Who can forget the time The Queen and the Duchess of Cambridge trapsed through Fortnum & Mason during Her Majesty’s Diamond Jubilee year – it was all over the papers, Instagram, the lot. The famous department store have been purveyors of all things royal for yonks. From tea blends to cakes, shortbread biscuits and hampers fit for a monarch (quite literally), royal-themed tea rooms await in this glorious Piccadilly hangout to the stars (and us commoners, of course).

The Ivy

The Queen visited this iconic west haunt in May of this year to celebrate a friend's birthday. Other royal guests included her cousin, Prince Michael of Kent and his wife Marie Christine, the Princess Michael of Kent. It would have all been quite the glamorous affair seeing that the restaurant underwent a dramatic facelift two years ago to celebrate the restaurants 100th anniversary.
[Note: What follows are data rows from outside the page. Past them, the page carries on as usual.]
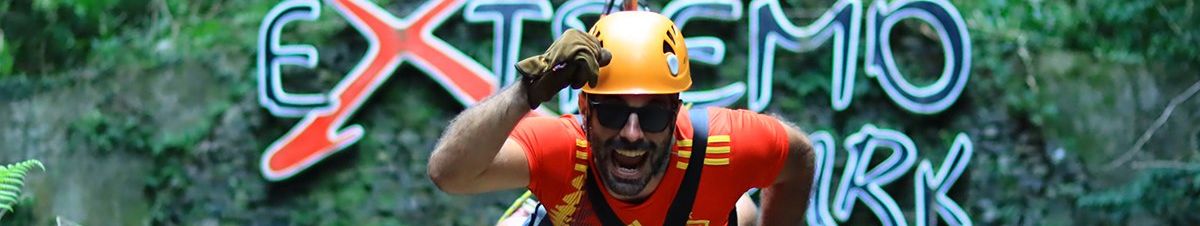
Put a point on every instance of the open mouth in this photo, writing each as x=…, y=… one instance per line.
x=629, y=165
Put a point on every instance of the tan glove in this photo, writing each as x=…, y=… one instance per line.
x=574, y=59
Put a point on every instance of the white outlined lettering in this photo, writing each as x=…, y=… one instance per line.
x=955, y=43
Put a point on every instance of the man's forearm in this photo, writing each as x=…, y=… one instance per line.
x=475, y=136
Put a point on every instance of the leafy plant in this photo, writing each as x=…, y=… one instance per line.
x=12, y=178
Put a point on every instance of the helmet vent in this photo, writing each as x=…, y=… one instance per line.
x=667, y=48
x=673, y=64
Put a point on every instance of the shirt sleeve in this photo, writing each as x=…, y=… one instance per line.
x=760, y=146
x=546, y=141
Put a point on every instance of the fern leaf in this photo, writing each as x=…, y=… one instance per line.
x=12, y=178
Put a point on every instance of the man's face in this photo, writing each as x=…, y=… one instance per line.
x=631, y=137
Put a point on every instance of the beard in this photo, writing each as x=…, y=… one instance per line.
x=624, y=174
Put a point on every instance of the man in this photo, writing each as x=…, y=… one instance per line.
x=625, y=161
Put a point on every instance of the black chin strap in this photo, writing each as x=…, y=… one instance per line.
x=685, y=197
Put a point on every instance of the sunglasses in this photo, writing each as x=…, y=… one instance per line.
x=654, y=117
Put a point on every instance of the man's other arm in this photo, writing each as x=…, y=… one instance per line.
x=785, y=201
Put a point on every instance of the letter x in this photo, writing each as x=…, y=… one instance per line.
x=391, y=42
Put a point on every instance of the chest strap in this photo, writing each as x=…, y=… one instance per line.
x=685, y=197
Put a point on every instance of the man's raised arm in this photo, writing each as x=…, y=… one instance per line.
x=473, y=154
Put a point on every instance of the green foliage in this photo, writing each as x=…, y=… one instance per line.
x=12, y=178
x=6, y=58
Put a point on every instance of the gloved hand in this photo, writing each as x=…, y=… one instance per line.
x=574, y=59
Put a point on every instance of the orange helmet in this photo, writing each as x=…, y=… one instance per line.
x=648, y=54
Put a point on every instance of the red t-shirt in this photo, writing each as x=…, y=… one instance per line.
x=745, y=149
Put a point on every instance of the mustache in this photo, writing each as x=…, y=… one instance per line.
x=625, y=144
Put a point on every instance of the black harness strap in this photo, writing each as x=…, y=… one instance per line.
x=681, y=208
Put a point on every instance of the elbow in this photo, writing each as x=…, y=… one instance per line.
x=444, y=178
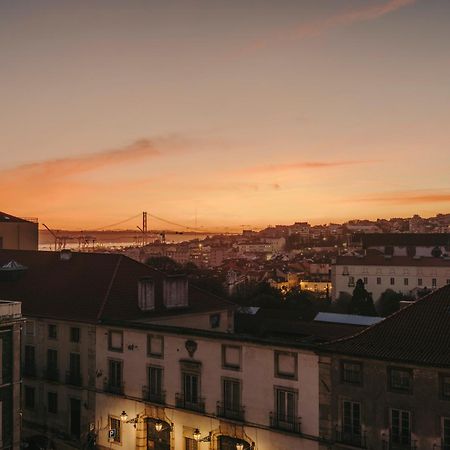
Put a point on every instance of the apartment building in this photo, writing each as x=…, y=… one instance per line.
x=18, y=233
x=388, y=387
x=379, y=272
x=169, y=387
x=65, y=296
x=10, y=377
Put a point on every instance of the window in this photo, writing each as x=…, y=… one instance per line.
x=286, y=365
x=191, y=388
x=52, y=402
x=231, y=394
x=400, y=427
x=231, y=357
x=190, y=444
x=29, y=397
x=445, y=387
x=155, y=346
x=351, y=419
x=400, y=380
x=214, y=320
x=155, y=381
x=29, y=368
x=115, y=341
x=445, y=433
x=30, y=328
x=74, y=334
x=52, y=365
x=52, y=331
x=351, y=372
x=286, y=406
x=115, y=375
x=115, y=427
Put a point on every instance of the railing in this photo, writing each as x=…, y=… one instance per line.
x=182, y=402
x=113, y=388
x=285, y=423
x=74, y=378
x=153, y=397
x=349, y=437
x=51, y=374
x=29, y=370
x=229, y=412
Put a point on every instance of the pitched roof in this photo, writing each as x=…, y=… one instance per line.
x=419, y=334
x=4, y=217
x=398, y=261
x=89, y=287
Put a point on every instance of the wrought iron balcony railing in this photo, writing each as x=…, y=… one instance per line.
x=285, y=423
x=74, y=378
x=230, y=412
x=194, y=404
x=153, y=397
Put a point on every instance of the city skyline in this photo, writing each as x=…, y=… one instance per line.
x=224, y=114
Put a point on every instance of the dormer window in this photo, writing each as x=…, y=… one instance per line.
x=146, y=294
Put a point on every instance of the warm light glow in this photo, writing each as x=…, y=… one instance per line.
x=197, y=434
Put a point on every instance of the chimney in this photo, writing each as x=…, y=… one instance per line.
x=146, y=294
x=175, y=291
x=65, y=255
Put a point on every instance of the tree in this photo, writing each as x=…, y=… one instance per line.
x=389, y=302
x=362, y=301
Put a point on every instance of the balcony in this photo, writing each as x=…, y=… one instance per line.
x=182, y=402
x=29, y=370
x=74, y=378
x=285, y=423
x=230, y=412
x=113, y=388
x=153, y=397
x=51, y=374
x=349, y=437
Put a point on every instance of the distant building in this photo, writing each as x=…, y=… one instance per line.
x=17, y=233
x=10, y=375
x=380, y=272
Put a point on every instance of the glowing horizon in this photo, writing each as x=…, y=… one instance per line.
x=224, y=114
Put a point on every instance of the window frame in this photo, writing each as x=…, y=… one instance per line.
x=397, y=389
x=343, y=371
x=110, y=347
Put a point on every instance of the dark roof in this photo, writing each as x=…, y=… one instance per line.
x=89, y=287
x=4, y=217
x=418, y=334
x=402, y=239
x=382, y=260
x=271, y=323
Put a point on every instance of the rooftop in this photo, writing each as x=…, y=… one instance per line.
x=417, y=334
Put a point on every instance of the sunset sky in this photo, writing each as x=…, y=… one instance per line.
x=237, y=112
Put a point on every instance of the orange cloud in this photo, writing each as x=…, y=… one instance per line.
x=414, y=197
x=320, y=27
x=299, y=166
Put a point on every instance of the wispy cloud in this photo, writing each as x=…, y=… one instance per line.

If you’ve never been, expect all sorts from market fish to grilled calves’ liver gracing The Ivy's formidably good menu.


The Queen first visited Mayfair haunt Bellamy's for her 80th birthday. It must have been good because she returned a decade later with Princess Anne and cousin, Princess Alexandra for dinner. If you want to eat like a queen for the evening, order the smoked eel mousse, which is what the Queen herself ate on her visit. If that’s not your sort of thing, rillettes of duck, salad of artichoke heart, fillets of Dover sole and sliced entrecote of beef are also on offer. Wash all of it down as the crown would with an exclusive wine list represented by the regions of Bordeaux, Burgundy and Rhone.

Launceston Place

Launceston Place is quite the British classic. There’s no record of the Queen ever visiting, but it was a favourite of her former daughter-in-law, Princess Diana, who apparently used to appreciate the discretion and small rooms afforded to her during visits. Loved by restaurant staff past and present, the late princess had a cheese soufflé named in her honour. Now headed by one of the country’s youngest and fastest rising culinary stars, Ben Murphy, mains on the £55 three-course a la carte dinner menu include cod with ink and Jerusalem artichoke and lemon. A seven course tasting menu and three-course set lunch menu are also available.